To decide if you want to see Gabe Polsky’s Red Army, think about how badly you want to see a documentary about the Soviet hockey team. As far as decision-making goes, it’s hard to get much easier than that. Red Army is exactly what it looks like, and it’s not a bad movie by any measure, but like so many documentaries, it’s difficult to truly get jazzed about unless you’ve already got an interest in the topic. There’s nothing in Polsky’s film that adds much to its basic premise, which is exactly what one might expect it to be. Expect lots of archival footage and lots of talking heads.
Occasionally, the film transcends its basic approach — or at least its stated one of illustrating life in the USSR via hockey — by touching on the complex nature of nationalism and occasionally delving into the complicated interpersonal relationships of the players and coaches. But these moments are short lived. Instead, Red Army wants to work as a history — and a very straightforward one at that — only giving facts and perspectives around said facts by the people involved. Yes, it’s informative, but only if you’re already in the frame of mind to care.
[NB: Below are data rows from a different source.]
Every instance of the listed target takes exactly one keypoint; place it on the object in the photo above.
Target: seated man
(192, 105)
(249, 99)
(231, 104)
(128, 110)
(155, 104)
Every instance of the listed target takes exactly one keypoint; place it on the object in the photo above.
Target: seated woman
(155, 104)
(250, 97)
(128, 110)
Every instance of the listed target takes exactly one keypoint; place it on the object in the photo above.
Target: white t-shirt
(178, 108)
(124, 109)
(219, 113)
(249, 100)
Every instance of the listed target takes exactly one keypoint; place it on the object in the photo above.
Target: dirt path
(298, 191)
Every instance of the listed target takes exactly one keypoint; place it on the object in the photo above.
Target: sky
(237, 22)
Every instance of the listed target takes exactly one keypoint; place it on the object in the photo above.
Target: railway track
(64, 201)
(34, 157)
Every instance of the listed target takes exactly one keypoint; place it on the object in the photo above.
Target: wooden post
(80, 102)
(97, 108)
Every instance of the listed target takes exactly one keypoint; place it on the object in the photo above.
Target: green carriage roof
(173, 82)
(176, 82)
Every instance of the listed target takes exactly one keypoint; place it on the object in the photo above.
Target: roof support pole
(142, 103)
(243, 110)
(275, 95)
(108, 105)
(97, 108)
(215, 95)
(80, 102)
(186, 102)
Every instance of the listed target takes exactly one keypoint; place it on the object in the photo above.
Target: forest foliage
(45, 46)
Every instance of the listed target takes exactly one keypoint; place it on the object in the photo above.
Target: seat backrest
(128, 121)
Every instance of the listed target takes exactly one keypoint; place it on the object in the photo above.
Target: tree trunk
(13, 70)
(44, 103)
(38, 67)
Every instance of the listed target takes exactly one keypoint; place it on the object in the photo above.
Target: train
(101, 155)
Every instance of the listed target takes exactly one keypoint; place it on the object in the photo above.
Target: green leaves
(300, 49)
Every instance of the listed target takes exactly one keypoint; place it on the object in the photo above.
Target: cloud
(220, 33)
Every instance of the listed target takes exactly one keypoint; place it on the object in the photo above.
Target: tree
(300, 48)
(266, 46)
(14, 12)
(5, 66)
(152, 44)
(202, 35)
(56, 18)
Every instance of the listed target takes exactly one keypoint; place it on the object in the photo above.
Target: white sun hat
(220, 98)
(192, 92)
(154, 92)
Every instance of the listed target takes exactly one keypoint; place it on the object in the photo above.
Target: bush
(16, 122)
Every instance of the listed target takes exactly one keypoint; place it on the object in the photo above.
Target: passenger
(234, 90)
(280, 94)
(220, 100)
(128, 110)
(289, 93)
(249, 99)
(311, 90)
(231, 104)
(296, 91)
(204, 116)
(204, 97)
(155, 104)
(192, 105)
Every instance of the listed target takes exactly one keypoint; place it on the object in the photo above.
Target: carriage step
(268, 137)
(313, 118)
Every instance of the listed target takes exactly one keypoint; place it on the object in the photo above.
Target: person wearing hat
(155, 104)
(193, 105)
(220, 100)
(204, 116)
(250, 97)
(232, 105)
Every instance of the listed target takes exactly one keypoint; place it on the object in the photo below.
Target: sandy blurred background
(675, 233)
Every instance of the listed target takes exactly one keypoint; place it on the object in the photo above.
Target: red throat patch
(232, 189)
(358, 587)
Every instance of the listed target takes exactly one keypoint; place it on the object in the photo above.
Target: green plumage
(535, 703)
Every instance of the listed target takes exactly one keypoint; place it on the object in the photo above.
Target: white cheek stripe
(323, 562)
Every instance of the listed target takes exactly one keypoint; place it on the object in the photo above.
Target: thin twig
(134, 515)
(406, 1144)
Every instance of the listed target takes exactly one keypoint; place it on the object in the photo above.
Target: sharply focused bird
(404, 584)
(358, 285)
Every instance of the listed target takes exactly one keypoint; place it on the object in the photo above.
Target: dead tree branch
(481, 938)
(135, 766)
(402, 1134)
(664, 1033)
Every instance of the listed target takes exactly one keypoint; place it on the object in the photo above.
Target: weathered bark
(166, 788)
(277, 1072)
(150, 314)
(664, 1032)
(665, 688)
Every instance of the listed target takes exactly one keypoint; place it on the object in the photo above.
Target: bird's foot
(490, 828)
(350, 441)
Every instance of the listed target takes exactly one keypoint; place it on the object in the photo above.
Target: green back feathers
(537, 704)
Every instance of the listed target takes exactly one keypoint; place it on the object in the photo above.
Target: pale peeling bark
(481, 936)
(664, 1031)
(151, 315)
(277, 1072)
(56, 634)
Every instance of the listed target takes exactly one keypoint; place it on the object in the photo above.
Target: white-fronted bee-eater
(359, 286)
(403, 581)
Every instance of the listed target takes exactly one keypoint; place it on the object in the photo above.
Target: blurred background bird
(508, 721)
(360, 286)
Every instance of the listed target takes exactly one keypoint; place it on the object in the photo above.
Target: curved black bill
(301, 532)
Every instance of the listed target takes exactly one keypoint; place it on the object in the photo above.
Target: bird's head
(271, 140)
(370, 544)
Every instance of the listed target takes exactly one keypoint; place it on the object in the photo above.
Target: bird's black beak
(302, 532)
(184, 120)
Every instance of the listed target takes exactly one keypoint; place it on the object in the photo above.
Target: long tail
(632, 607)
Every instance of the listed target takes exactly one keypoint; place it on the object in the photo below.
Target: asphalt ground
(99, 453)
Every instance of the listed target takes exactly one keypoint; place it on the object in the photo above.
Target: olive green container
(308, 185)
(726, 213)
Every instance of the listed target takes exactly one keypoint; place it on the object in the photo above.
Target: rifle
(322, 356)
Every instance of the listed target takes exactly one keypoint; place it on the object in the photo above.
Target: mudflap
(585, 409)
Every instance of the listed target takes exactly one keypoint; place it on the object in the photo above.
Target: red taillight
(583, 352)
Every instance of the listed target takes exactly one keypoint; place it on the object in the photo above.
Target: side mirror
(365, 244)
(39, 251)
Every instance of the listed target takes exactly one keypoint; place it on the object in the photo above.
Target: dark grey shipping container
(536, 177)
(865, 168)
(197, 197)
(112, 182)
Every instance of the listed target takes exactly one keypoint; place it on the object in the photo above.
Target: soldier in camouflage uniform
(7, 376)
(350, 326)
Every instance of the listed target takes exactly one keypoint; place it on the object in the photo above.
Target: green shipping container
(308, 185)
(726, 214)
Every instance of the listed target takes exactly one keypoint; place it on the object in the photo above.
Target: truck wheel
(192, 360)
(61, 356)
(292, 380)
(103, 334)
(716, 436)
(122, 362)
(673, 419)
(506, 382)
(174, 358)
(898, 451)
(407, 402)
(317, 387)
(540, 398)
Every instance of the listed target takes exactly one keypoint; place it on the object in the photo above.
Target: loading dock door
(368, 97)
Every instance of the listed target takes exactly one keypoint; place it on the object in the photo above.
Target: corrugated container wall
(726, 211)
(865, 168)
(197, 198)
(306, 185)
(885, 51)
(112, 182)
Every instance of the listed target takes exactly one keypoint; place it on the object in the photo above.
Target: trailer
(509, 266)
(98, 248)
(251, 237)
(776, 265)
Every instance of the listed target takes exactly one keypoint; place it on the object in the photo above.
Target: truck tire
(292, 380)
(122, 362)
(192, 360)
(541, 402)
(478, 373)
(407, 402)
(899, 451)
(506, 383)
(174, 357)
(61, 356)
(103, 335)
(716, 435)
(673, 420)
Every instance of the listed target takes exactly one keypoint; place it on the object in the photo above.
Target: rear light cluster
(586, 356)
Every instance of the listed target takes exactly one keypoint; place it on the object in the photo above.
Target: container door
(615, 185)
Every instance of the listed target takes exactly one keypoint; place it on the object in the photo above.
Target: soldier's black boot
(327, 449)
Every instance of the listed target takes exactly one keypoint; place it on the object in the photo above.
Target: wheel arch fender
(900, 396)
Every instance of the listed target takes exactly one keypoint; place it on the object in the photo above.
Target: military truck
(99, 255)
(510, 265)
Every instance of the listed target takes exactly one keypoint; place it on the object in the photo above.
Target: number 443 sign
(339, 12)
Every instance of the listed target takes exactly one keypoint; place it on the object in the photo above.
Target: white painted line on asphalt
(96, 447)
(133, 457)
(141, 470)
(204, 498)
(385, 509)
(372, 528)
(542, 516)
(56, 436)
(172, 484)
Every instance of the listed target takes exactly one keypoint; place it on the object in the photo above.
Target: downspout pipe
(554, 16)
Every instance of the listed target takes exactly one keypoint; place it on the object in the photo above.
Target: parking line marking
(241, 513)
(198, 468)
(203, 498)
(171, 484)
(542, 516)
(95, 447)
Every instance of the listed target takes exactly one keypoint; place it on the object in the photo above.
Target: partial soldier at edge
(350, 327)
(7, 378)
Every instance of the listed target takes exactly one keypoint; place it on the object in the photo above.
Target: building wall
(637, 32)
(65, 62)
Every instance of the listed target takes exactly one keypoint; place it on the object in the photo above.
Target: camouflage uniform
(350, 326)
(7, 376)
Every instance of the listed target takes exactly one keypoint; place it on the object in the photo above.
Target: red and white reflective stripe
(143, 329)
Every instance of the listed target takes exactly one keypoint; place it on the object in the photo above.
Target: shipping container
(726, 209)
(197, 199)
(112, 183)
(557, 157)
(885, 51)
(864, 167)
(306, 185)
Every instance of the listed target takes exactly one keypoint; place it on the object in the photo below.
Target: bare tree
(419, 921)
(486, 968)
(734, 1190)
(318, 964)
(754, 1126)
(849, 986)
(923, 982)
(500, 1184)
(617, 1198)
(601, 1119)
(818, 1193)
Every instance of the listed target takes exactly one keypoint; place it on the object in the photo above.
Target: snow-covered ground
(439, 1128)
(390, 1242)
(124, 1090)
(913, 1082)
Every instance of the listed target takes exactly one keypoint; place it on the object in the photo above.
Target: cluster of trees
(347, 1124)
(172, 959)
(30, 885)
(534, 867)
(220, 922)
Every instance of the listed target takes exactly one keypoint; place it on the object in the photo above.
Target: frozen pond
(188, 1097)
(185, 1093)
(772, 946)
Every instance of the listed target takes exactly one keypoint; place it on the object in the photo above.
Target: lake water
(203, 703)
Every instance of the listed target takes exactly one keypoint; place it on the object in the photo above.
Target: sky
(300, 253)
Beyond this, some strange filmmaking decisions get made along the way. There’s this tendency for the director — via disembodied voice — to ask seemingly dumb questions as a means of self-deprecation and cheap laughs, but it gets old after the first time it happens. Then there are these moments where Polsky believes something of great emotional resonance is happening during an interview, and he’ll have the camera track in closer to the subject for some sort of maximum impact. Honestly, it’s striking the first time it happens, and it’s obvious that Polsky wants to do something more interesting cinematically with his interview footage, but it gets sillier and more distracting the more often it happens. Just the idea of some guy scooting a camera into the face of a giant Russian defenseman who’s on the verge of tears as he recounts some sad personal moment in his life is pretty ridiculous by itself. Again, none of this is likely to be a distraction if you’re into what the movie wants to say, but it’s an easy distraction if the film hasn’t already engaged you. Rated PG for thematic material and language.